The bright side of Compellent

Since I was bemoaning Compellent’s pricing recently I figured it would be unfair of me not to highlight the upside. Their tagline is (or was when we purchased it) “The only SAN so sophisticated it’s simple.” While I can’t say whether they’re the ONLY one, the idea is definitely true. This is the first SAN I’ve ever used, and aside from the learning curve for iSCSI itself (targets, spinup delay, etc.) it’s totally simple and intuitive. Create LUNs, map them to servers. Don’t worry about things like RAID levels or hot disks. We’re into our second year with Compellent and it’s definitely lived up to its promise of simplicity.

I don’t know how much management the average SAN requires but our sales rep recently asked me how much time per week we spend managing the SAN. I crinkled my brow, because I don’t really spend any time managing the SAN. I’ve logged in to the web interface a lot more over the past few weeks than I normally do because the SAN filled up quickly due to our experimentation with Hadoop, and I wanted to make sure we didn’t get to 100% before I was able to order more disks. But aside from that incident I think the only times I’ve logged in to the management console have been to add a LUN or map a datastore to a new ESX host.
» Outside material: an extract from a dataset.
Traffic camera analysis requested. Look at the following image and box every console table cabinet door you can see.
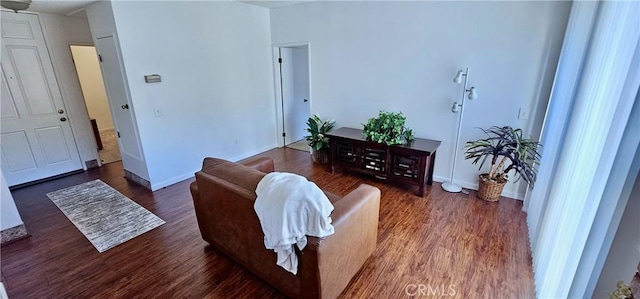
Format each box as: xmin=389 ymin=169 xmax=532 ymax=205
xmin=335 ymin=141 xmax=359 ymax=166
xmin=361 ymin=146 xmax=388 ymax=177
xmin=389 ymin=152 xmax=422 ymax=184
I was reminded about this simplicity when we finally added the disks last week. We went to the datacenter Wednesday to move some servers around in the racks to ensure there would be enough power in the SAN rack for the new enclosure (16x 2TB disks). We also updated a firmware update for the SAN (required so it would recognize the new 2TB drives). We have redundant controllers, so we were told there shouldn’t be any downtime. I don’t tend to trust those types of statements – if someone says something will be down for an hour I budget for 4. If it’s 8 hours I budget for a day. If it’s zero I just think they’re lying and it’s going to explode and kill people.

So all things considered I was rather impressed. We have dual controllers, so the update was installed on one controller first, and that controller rebooted. When it rebooted, the iSCSI traffic did actually fail over properly to the secondary controller. This wasn’t completely flawless – the console on some of the machines showed some iSCSI errors, but the machines seemed to be working fine (I rebooted them just to be safe). A couple of the VMs (whose data/swap drives are all on the SAN) barfed and had to be rebooted – I think our Jabber server was the only casualty, but that was back up in under a minute. When the second controller updated itself, its traffic failed back over to the first one. When it was all done (took about 30 mins total) there was a warning about the ports being unbalanced, which was rectified by clicking the “rebalance ports” button. So all in all, I’d say there was “pretty much” no downtime. After the update, we racked the new enclosure and called it a day.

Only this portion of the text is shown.